Another pair, Erica Kaldenberg (UI REACH, College of Education) and Meredith Saletta (Communication Sciences & Disorders, CLAS) will work on a meta-analysis about literacy in children, adolescents, and adults with intellectual or developmental disabilities (IDD), including individuals with Down syndrome, autism spectrum disorders, cerebral palsy, traumatic brain injury, and other disabilities that affect cognition. They will compile literature regarding the issue of text modifications. The dearth of meta-analysis related to this area has made it unclear how to design therapeutic interventions for promoting literacy in children, adolescents, and adults with IDD. The faculty duo will compile both single-subject and group studies, and then use the Phi statistical method to analyze effect sizes from these published studies. Finally, they will write up their manuscript for publication in Exceptional Children

Andrew W. Mellon-funded Digital Bridges for Humanistic Inquiry: A Grinnell College/UI Partnership

The Obermann Center is hosting the 2017 Digital Bridges Summer Institute in June, which will welcome a team from StoryCenter to Iowa City to work with Grinnell College faculty and University of Iowa faculty and graduate students. The Digital Bridges Summer Collaboration grants and support for exploratory work will also bring several teams to the Obermann Center.
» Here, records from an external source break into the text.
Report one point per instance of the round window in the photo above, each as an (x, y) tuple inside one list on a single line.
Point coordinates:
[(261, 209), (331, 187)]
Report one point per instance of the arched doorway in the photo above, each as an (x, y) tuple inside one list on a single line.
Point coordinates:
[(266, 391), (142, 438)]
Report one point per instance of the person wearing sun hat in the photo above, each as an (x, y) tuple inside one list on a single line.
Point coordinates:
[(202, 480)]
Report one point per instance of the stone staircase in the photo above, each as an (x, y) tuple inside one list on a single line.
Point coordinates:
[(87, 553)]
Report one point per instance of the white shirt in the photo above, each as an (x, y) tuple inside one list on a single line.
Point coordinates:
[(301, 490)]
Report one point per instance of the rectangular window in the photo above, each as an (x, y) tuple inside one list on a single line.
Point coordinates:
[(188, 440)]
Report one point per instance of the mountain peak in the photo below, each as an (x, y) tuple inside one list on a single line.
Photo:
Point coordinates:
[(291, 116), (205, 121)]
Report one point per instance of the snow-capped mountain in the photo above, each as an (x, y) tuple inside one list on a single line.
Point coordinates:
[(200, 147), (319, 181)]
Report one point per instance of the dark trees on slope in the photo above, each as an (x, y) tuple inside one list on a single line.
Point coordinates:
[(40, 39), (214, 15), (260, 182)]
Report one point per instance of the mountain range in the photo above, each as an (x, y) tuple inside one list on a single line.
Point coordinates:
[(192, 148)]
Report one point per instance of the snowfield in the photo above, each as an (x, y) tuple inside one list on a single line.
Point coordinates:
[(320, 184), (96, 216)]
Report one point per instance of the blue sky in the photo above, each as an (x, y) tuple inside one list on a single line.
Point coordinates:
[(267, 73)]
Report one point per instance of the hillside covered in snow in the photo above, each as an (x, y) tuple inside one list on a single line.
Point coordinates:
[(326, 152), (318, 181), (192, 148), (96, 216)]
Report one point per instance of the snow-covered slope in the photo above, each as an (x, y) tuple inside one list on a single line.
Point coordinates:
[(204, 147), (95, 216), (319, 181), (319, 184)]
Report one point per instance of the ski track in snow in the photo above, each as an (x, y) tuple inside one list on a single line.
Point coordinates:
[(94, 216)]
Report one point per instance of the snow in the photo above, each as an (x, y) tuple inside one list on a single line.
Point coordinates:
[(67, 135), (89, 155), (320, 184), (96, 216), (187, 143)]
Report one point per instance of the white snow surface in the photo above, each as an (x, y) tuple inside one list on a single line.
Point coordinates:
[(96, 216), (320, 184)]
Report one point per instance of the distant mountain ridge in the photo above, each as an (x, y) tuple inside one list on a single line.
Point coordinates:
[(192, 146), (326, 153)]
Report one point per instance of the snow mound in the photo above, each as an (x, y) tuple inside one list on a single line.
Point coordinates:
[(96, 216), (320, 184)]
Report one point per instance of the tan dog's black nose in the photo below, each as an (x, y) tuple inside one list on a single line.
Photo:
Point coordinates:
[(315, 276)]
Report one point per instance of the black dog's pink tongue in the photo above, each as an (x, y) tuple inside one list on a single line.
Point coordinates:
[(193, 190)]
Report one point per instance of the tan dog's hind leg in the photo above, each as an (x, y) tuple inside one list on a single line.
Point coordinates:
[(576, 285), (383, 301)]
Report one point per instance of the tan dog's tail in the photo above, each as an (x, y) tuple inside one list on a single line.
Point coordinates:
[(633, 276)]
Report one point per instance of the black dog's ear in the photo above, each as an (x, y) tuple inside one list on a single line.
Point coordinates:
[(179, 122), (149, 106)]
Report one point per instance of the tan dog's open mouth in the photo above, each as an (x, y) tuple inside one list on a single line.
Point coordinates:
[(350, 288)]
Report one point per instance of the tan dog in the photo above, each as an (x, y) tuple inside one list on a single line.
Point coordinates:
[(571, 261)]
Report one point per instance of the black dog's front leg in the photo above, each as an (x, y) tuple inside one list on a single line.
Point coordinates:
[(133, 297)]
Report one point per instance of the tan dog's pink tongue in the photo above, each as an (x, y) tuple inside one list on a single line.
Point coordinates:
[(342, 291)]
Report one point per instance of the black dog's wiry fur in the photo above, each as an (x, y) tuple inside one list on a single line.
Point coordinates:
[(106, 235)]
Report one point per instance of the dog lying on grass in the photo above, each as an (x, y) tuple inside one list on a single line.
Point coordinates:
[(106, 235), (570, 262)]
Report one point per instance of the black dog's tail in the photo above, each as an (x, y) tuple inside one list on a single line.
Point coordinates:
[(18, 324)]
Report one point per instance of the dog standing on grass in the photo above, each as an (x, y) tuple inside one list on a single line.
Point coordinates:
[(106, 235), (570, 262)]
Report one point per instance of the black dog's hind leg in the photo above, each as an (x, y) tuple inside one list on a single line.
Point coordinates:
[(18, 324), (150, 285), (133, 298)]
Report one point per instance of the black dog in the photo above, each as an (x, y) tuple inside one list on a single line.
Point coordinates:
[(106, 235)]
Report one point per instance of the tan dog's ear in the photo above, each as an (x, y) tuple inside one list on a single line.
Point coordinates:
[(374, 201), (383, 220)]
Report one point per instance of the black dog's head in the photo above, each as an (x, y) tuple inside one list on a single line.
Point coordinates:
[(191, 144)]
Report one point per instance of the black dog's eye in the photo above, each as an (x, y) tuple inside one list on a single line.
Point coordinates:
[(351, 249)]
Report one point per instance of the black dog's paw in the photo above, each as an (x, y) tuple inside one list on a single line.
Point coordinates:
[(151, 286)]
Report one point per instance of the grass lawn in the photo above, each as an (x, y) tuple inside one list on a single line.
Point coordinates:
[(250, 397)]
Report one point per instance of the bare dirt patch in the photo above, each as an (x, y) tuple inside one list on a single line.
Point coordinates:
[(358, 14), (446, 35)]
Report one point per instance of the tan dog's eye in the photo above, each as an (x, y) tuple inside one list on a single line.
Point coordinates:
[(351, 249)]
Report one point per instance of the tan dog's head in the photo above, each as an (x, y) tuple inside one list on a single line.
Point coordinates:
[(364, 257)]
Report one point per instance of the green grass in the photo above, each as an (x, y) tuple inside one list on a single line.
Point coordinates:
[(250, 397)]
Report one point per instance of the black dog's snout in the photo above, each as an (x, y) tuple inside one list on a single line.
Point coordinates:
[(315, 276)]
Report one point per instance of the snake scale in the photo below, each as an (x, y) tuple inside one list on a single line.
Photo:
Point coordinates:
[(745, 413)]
  • Barbara Eckstein (English, UI) and Casey Oberlin (Statistics, Grinnell) will consider digital options for making Eckstein's ongoing project, The People’s Weather Map and Social Media: Iowans Talking about Weather Hazards, more interactive.
  • Fred Boehmke (Political Science, UI), Paul Dilley (Classics, Religious Studies, UI), and Pamela Fellers (Statistics, Grinnell) will develop courses that introduce undergraduates to the uses of "big data." They will be collaborating with Digital Bridges Postdoctoral Fellow Matt Hannah and Erik Simpson, a co-P.I. and professor of English at Grinnell.
  • Laurel Farrin (School of Art and Art History, UI) and Matthew Kluber (Art, Grinnell) will be "Drawing Structures," experimenting with dimensional practice.
  • Daniel Fine (School of Art and Art History, UI) will work with Grinnell Digital Bridges Postdoctoral Fellow Jen Shook on a project that asks how art can be used in discussions about race and ethnicity.
  • Kyle Rector (Computer Science, UI) will collaborate with Justin Thomas (Theatre and Design, Grinnell). Their project will experiment with several ways to enrich the experience of art for people who are visually impaired, asking how playwrights' stage directions can help to create a more enjoyable audio description of art for people who are blind, how a motion camera or sensor able to track people on the stage might provide verbal descriptions of these visual actions to people who are blind, and how they can integrate these accessible designs into the theatre so that all people can enjoy them regardless of visual acuity.  
  • Finally, Caleb Elfenbein (History and Religious Studies, Grinnell) has developed an online Mapping Islamophobia project. He and Jason Harshman (Teaching and Learning/Social Studies Education, UI) are considering how the site might become a resource for students and teachers in high school, college, and university settings.